New Zealand tourism agencies are working on ways to educate tourists about tikanga Māori, so that visitors avoid causing offense to iwi when visiting significant Māori sites.

It comes following the release of a report by the Ministry of Business, Innovation and Employment which has recommended Tourism New Zealand and New Zealand Māori Tourism work closer together to develop Māori tourism businesses.

In recent years, significant sites that have been affected by the behaviour of visitors include the Waitakere Ranges, Mount Taranaki, Mātapouri Mermaid Pools and Tongariro National Park.

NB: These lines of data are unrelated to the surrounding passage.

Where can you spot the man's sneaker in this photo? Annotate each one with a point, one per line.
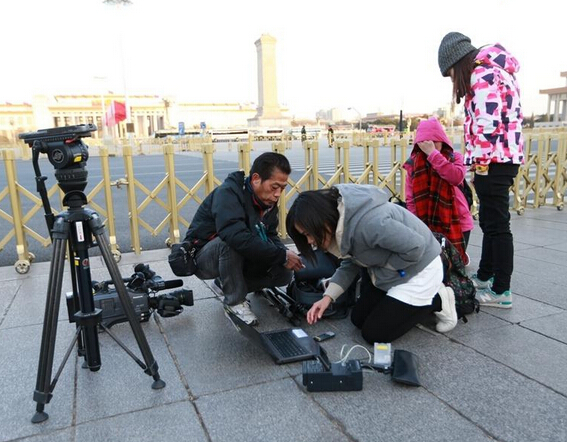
(447, 317)
(243, 312)
(489, 298)
(217, 287)
(479, 284)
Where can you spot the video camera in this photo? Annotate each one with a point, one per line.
(142, 287)
(65, 151)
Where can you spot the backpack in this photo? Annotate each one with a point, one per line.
(467, 191)
(455, 276)
(306, 287)
(182, 259)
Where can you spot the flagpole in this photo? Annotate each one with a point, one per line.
(103, 119)
(120, 4)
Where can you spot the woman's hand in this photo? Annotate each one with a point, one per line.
(426, 147)
(316, 311)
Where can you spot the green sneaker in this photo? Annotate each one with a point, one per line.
(479, 284)
(486, 297)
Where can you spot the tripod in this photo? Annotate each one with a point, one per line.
(76, 227)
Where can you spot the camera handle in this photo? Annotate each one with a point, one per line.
(40, 186)
(73, 228)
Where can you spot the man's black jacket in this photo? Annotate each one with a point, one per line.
(230, 212)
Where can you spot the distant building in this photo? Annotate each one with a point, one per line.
(331, 115)
(149, 113)
(556, 115)
(269, 111)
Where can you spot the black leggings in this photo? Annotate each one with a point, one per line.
(382, 318)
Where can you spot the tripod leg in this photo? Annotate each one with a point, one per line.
(97, 229)
(42, 394)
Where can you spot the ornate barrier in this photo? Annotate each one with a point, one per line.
(542, 180)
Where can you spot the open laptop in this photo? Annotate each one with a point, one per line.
(284, 346)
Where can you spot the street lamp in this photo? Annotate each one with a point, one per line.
(359, 117)
(102, 120)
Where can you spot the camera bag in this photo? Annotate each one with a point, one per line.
(182, 259)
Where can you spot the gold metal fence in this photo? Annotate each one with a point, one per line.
(542, 180)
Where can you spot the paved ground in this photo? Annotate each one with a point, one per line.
(502, 376)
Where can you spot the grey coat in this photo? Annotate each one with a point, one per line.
(392, 243)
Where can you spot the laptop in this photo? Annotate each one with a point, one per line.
(284, 346)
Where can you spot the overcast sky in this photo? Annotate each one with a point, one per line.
(374, 56)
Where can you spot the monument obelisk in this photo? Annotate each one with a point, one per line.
(269, 112)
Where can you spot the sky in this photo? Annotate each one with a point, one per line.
(371, 56)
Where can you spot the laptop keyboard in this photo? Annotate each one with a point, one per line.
(285, 344)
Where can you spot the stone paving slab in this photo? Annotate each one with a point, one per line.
(19, 350)
(526, 352)
(505, 404)
(108, 392)
(168, 422)
(554, 326)
(546, 292)
(385, 411)
(275, 411)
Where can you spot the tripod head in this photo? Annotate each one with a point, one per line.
(68, 155)
(65, 151)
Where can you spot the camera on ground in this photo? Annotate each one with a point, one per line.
(142, 287)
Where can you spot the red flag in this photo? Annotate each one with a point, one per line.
(116, 113)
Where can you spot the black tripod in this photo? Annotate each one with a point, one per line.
(73, 231)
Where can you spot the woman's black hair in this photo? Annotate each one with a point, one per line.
(462, 71)
(315, 212)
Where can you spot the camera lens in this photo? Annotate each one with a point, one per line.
(184, 296)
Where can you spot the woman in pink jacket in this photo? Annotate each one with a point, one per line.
(434, 180)
(494, 148)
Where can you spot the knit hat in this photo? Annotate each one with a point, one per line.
(431, 130)
(453, 48)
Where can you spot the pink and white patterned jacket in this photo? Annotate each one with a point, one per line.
(493, 113)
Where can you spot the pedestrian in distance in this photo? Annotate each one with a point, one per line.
(435, 181)
(395, 253)
(235, 231)
(331, 136)
(485, 79)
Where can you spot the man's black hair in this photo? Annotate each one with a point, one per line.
(315, 212)
(266, 163)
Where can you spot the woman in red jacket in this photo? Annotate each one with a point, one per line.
(435, 174)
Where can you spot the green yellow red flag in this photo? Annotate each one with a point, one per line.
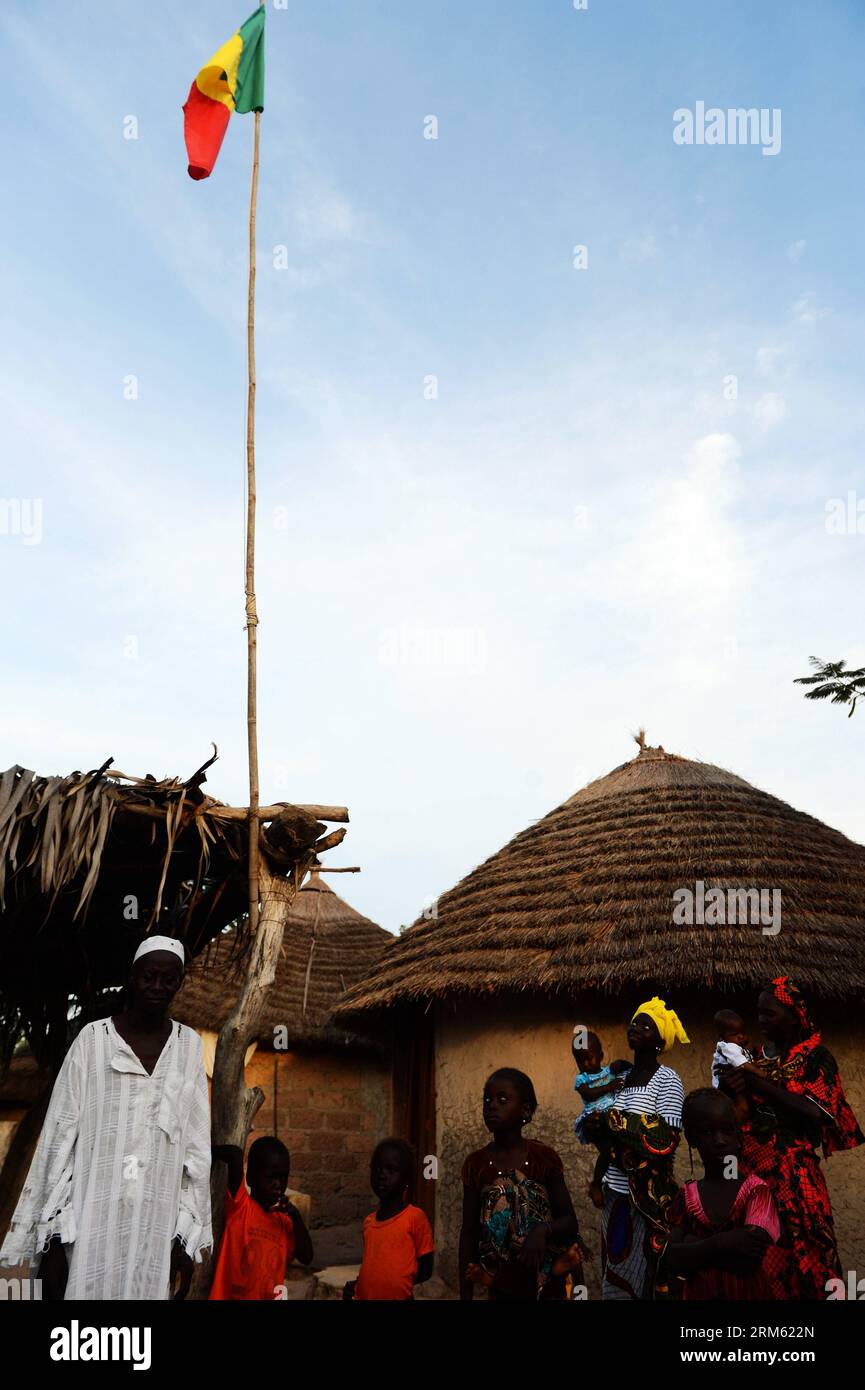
(232, 81)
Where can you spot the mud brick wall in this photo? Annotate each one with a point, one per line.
(331, 1111)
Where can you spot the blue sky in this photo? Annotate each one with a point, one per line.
(467, 602)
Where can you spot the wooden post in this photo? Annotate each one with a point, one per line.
(252, 616)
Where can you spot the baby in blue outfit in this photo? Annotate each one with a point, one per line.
(598, 1087)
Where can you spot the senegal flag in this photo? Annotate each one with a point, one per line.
(232, 81)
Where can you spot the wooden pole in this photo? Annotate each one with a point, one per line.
(252, 616)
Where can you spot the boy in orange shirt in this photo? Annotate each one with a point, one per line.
(398, 1237)
(263, 1230)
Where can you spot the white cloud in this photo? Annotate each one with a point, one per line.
(769, 357)
(807, 309)
(769, 409)
(640, 249)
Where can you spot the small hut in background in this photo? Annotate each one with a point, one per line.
(327, 1089)
(92, 862)
(572, 922)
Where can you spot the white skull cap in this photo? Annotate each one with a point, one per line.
(160, 944)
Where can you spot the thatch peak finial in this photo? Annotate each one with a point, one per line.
(647, 748)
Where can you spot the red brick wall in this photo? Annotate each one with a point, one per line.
(331, 1111)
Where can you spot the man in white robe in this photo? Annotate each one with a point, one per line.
(117, 1198)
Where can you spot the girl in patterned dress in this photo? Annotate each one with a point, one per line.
(518, 1215)
(723, 1225)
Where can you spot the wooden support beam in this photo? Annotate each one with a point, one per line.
(338, 813)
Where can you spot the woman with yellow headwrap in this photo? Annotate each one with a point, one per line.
(641, 1132)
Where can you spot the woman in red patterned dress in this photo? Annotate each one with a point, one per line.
(797, 1104)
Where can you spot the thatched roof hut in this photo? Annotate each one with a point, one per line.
(92, 862)
(327, 1089)
(581, 900)
(573, 920)
(327, 947)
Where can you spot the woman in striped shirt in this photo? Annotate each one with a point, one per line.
(641, 1132)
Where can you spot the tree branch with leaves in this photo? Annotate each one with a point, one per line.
(833, 681)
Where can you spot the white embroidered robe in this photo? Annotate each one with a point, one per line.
(121, 1168)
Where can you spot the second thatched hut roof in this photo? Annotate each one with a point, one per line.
(327, 947)
(583, 900)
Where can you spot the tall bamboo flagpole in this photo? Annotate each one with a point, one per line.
(252, 616)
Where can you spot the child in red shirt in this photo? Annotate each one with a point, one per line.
(398, 1237)
(263, 1230)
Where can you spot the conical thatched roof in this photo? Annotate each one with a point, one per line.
(327, 947)
(583, 900)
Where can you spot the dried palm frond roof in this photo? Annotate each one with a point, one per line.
(583, 900)
(327, 947)
(92, 862)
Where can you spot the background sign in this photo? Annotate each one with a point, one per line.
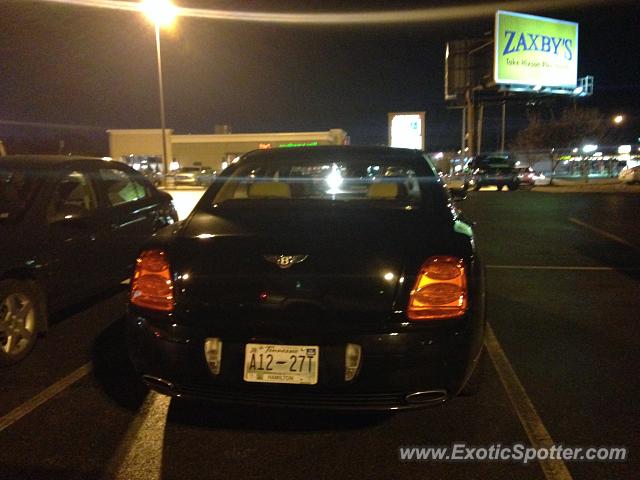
(406, 130)
(537, 51)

Deputy Chief Executive, NZ Māori Tourism Hoki-mai Chong says there have been occasions where people have "gone to the toilet in the ngāhere, or even in the street and so that’s not something that we as a society are used to...If you wouldn’t do it at home why do you think it’s permissible to do it here.”

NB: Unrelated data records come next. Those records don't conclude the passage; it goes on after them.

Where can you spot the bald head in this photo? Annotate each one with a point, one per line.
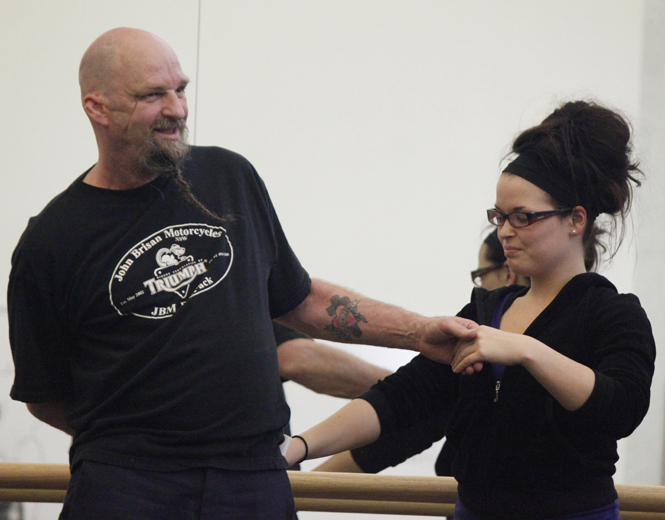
(116, 54)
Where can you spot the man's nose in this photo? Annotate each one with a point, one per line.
(174, 105)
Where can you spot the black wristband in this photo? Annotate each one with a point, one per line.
(306, 447)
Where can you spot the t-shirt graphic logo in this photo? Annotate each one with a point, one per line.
(161, 272)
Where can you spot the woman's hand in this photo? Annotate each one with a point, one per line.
(568, 381)
(296, 451)
(490, 345)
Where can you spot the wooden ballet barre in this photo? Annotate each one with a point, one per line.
(362, 486)
(333, 492)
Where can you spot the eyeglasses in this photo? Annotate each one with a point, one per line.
(520, 219)
(477, 275)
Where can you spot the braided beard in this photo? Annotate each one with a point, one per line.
(164, 156)
(168, 156)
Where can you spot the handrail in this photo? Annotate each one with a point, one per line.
(319, 491)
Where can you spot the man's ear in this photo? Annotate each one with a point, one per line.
(94, 105)
(579, 220)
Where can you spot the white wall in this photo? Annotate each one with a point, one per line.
(378, 126)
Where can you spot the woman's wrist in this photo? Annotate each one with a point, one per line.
(304, 443)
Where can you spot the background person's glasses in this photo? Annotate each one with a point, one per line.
(521, 219)
(477, 275)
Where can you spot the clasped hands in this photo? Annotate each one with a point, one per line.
(465, 345)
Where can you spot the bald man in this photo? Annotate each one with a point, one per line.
(140, 306)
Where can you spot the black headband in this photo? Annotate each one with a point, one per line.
(550, 180)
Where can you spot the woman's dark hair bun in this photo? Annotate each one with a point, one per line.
(591, 145)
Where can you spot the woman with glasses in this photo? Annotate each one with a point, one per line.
(557, 372)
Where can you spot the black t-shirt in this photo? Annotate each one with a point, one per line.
(152, 323)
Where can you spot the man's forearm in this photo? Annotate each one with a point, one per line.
(325, 369)
(333, 313)
(337, 314)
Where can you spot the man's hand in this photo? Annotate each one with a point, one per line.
(438, 338)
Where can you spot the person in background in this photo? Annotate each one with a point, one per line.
(558, 371)
(390, 450)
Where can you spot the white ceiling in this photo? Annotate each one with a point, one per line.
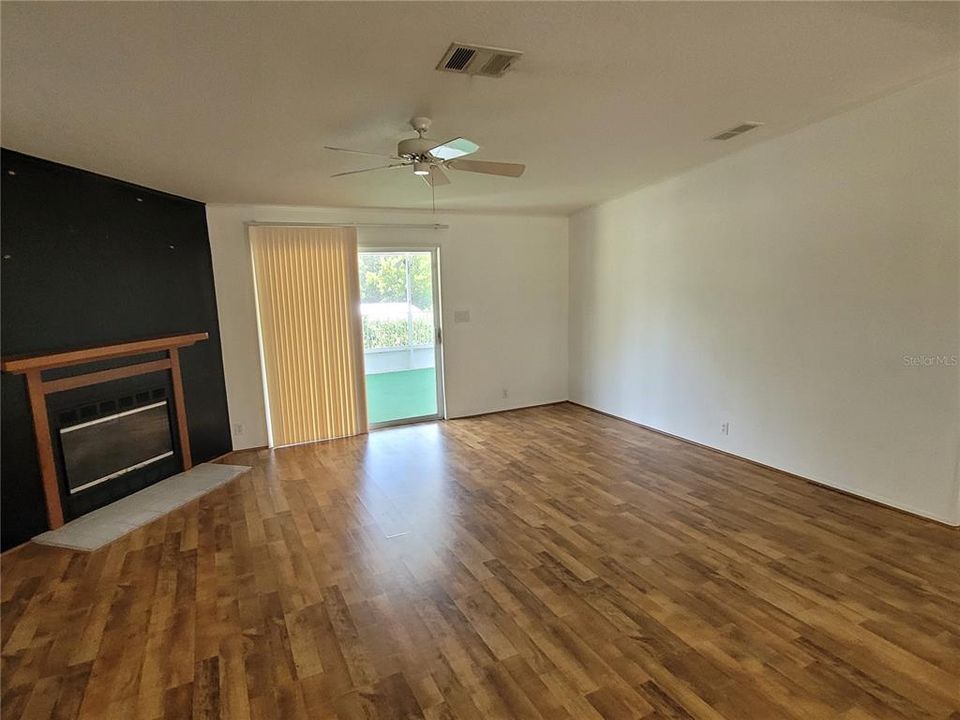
(232, 102)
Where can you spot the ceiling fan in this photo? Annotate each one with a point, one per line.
(430, 158)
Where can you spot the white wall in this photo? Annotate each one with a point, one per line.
(509, 271)
(785, 290)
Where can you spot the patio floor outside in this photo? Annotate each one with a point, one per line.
(401, 394)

The majority of tracks at the Waitākere Ranges were officially closed in 2018 in a bid to stop the spread of kauri dieback disease.

To teach visitors about tikanga, seven top tourism agencies in Aotearoa have started a campaign Tiaki.

“That provides some guidelines for visitors to New Zealand about how to respect our environment, our culture, our people and how to behave,” says Chong.

New Zealand Tourism chief executive Chris Roberts says tourism operators will be encouraged to use the material to teach visitors.

“It’s all about having respect and care for New Zealand when you’re around the country and that implies to visitors from overseas as it does to Kiwis travelling around Aotearoa, that they also need to care for this place.”

Roberts says the campaign will be seen on airlines and social media. The campaign will also be widely promoted leading into summer.

An official rāhui was put in place in April 2019 at the Matapouri Mermaid Pools.

Roberts says Māori culture is the unique point of difference for the New Zealand tourism industry.

“We should all be thinking about how we incorporate Māori tikanga into our tourism products.”

Tourism is New Zealand's biggest export earner, contributing $16.2 billion or 20.6 percent of New Zealand's foreign exchange earnings, according to statistics from 2018.

“In 2010 Māori tourism was contributing about approximately half a billion dollars. Now we're about two billion dollars. But for us the target in 2025 if four billion dollars,” says Chong.

Tourism numbers in the Tongariro National Park have caused concern for local iwi for years.

The new border tax implemented today is expected to bring $80 million a year to go towards conservation and tourism projects.

“There's already been some money allocated to develop a marae tourism experience in Northland so there will be opportunities for good sound projects and I’m sure that amongst those will be some Māori tourism products,” says Roberts.